Visa has become the first leading payments network to support the USDC stablecoin and will use it to settle transactions on the Ethereum blockchain
Visa has become the first leading payments network in the world to support the USDC stablecoin. The company announced this yesterday, stating that it would settle payments in USDC coins on the Ethereum blockchain.
In a press release yesterday, Visa stated that its direct acceptance of the USDC coin would forge new connections between cryptocurrencies and fiat currencies. Until this moment, Visa settled transactions in fiat currencies only.
The company said that it would start with Crypto.com and expand its services to other platforms. “Visa is piloting the capability with Crypto.com, a Visa partner and one of the world’s largest crypto platforms, and plans to offer the USDC settlement capability to additional partners later this year”, the press release added.
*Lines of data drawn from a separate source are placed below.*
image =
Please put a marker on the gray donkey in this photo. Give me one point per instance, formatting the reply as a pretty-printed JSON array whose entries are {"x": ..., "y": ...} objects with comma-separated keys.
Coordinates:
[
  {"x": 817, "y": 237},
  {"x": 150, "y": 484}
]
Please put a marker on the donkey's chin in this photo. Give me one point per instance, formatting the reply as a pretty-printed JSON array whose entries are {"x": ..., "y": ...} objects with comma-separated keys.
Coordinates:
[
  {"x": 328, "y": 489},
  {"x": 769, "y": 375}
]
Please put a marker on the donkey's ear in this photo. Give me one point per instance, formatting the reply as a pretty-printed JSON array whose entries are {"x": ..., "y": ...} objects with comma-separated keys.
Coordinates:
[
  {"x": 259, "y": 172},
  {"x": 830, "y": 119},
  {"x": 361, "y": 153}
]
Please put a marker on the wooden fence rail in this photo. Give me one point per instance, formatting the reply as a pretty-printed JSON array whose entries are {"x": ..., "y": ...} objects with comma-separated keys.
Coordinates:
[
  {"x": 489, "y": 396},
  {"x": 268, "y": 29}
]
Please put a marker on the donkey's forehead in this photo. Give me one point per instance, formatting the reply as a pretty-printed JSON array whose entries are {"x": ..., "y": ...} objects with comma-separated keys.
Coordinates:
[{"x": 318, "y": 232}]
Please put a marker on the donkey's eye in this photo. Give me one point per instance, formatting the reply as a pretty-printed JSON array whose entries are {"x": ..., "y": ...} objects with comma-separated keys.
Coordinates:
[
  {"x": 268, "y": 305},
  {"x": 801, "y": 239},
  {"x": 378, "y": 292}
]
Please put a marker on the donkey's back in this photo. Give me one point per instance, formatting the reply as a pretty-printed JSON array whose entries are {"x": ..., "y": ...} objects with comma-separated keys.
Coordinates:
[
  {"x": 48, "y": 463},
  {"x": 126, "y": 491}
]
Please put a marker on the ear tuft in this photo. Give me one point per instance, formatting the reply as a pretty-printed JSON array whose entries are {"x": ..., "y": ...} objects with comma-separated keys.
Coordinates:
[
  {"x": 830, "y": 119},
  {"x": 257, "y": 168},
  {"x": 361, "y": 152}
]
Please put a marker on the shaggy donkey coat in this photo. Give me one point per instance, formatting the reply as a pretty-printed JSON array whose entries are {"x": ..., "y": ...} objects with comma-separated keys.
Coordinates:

In the past, Visa’s settlement process required Crypto.com to settle transactions in fiat currencies, making it expensive and complex for the firm. However, the USDC coin’s adoption means that Crypto.com doesn’t have to go through that again.
Visa’s chief product officer Jack Forestell stated, “The announcement today marks a major milestone in our ability to address the needs of fintechs managing their business in a stablecoin or cryptocurrency, and it’s really an extension of what we do every day, securely facilitating payments in all different currencies all across the world.”
Crypto.com co-founder and CEO Kris Marszalek is excited by this latest development. He stated that the firm wants to help millions of consumers globally access and use cryptocurrencies. Visa’s ability to directly accept and interact with cryptos makes it easier for them.
Visa will use crypto bank Anchorage as its settlement agent, implying that Crypto.com would send USDC to Visa’s Ethereum address at Anchorage. The payments giant will roll out the capability to other partners over the next few months after further testing and discussion with its clients and the regulatory board members.